The dog was barking again. It was another beggar outside. She’s cripple and a widow with six kids and her elderly mother to care for. She’s the third one in the last hour.
As I’m talking to her my phone is franticly buzzing in my pocket. It’s someone else calling for financial assistance. I’ve already gotten calls about five other calls this morning from other people with problems. There’s the guy who lost his job, the farmers who don’t have seed to plant, the in-debt mom trying to pay for her kids’ schooling, the twins whose mom died, the guy who lost three family members in one week, and a seemingly never-ending stream of people who are sick. They all need my help.
And do you know what I’m feeling at this moment? Annoyance! Oh sure, there’s a lot of pity. I have shed my fair share of tears over people here. And only due to the Spirit of the Living God bound to my own is there a “but for the grace of God go I” conviction that I should help.

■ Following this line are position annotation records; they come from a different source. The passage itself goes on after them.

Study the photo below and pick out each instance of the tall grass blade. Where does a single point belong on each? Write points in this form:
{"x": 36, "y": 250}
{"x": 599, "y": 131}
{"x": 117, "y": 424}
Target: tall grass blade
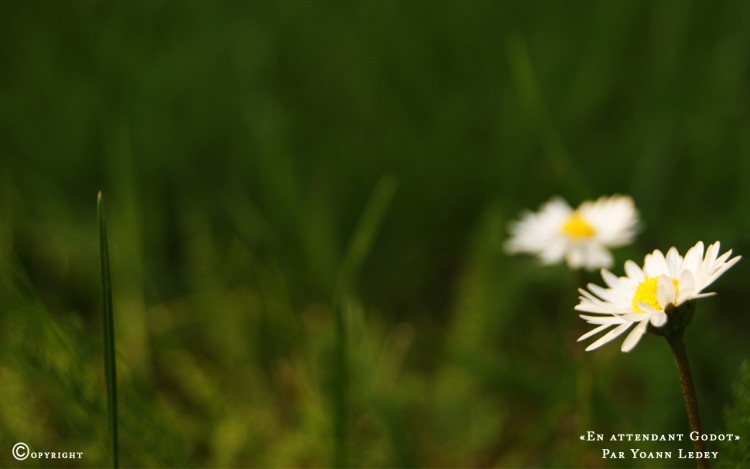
{"x": 110, "y": 369}
{"x": 348, "y": 274}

So I help. But do you know what? Only a few minutes after I finish with the crippled, widowed mother of six, the dog starts barking again . . . only this time I don’t go out. I’ve had enough. “I cannot do this,” I think. “I cannot help everyone.”

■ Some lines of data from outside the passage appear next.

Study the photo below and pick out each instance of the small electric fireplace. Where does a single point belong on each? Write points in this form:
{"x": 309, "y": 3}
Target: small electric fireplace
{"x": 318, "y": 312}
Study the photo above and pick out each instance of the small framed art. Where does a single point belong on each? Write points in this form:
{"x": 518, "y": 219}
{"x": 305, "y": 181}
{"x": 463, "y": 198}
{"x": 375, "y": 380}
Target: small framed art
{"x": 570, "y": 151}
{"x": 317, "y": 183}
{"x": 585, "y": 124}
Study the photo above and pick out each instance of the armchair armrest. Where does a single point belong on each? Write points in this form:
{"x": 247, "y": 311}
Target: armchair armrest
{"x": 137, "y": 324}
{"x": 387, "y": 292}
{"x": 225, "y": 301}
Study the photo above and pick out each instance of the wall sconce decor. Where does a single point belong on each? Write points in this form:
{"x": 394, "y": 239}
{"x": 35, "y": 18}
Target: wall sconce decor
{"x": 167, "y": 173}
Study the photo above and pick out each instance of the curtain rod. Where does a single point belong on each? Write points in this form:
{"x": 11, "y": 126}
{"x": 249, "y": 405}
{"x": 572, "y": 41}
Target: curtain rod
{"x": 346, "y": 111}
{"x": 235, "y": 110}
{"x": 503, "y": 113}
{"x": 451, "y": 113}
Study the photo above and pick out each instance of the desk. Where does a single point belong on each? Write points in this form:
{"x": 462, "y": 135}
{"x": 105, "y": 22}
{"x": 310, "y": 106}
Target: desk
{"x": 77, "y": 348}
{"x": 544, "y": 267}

It reminds me of a story Jesus told in Luke 11. . . Let’s say you’re in bed one night. You’ve had a hard day, you’ve finally got the kids down and you’re finally asleep in bed. Then, around midnight, the dog starts barking and someone starts pounding at your gate. You look out the door and you see your friend. He calls to you and says, “Hey man, I just had some family stop in unexpectedly. Everything’s closed, do you mind if I borrow some food from you to host them with?”
What are you going to do? asks Jesus. Nothing! The kids are in bed. You were asleep! You will say, “Get out of here, man! I can’t help you right now!”
But you know what? says Jesus. Even though you won’t help him just because he is your friend, if he keeps knocking on the gate and making that dog bark, you’ll help him with anything he needs just to get him out of there!
Man, Jesus knew people well!
Then, Jesus says the famous words, “I’m telling you, ask and you’ll get something, look for it and you’ll find it, knock and the door will be opened to you. Everyone who asks receives, everyone who looks finds and everyone you knocks will have to door opened to them. Dads, if one of your kids asks you for a sandwich, are you gonna give them a scorpion instead? If they ask for a cookie are you gonna give them a copperhead? No! And you guys are terrible fathers! But even so you know how to give gifts to your kids. So how much better do you think the God who created and keeps the world running is at giving you what you need, especially his own, life-giving, empowering, Holy Spirit?” (Luke 11:5-13)
Let me just confess. Most days, I am not a very good father. I am one-hundred percent more like the guy who won’t be inconvenienced until you annoy the living daylights out of him. Again, one of my primary emotions these days is either exasperation or annoyance. Thank God he is not like that. He has the audacity to say, “Eh, bother me whenever you like. Everyone . . . EVERYONE is welcome. I’ll always give, always find you, and always open the door to you.”
Me writing this and most of you reading this have so much historically unprecedented wealth and security that it has taken a year like 2020 to make me realize that every single one of us wake up every single day vitally in need of God’s help.
In years past, even when things were bad here, I could review the people in my life and unconsciously think, “Whew! Everyone else is doing ok.” Well, not so this year. Literally, there is only one person I know right now that it does not weigh me down with grief to pray for them. This year has been hard for everyone. And these words literally came out of my mouth yesterday. “It’s like everyone I know needs God to help them in some major way.”
Me writing this, and most of you reading this, have so much historically unprecedented wealth and security that it has taken a year like 2020 to make me realize that every single one of us wake up every day vitally in need of God’s help. The fact that one of my primary responses to the suffering around me is annoyance and self-pity is proof positive that I need Jesus’ help (or I will continue as a pretty terrible person). We will never know the pain and suffering that people in a place like Madagascar deal with day to day. Yet still, if God does not help each one of us, we will die without his life-giving Spirit in us. We think social distancing is bad; we’re all in danger of being separated from those we love and the One loves us Himself, if we do not ask God to help us.
It’s true, I get overwhelmed with all the people who need my help. Especially because, as Jesus points out, I’m not all that special. But he is. And I need his help. We all need his help. And thankfully, because he’s not like you or me, he’s never annoyed by that.
Thank you for this email. I heard the Holy Spirit in every word.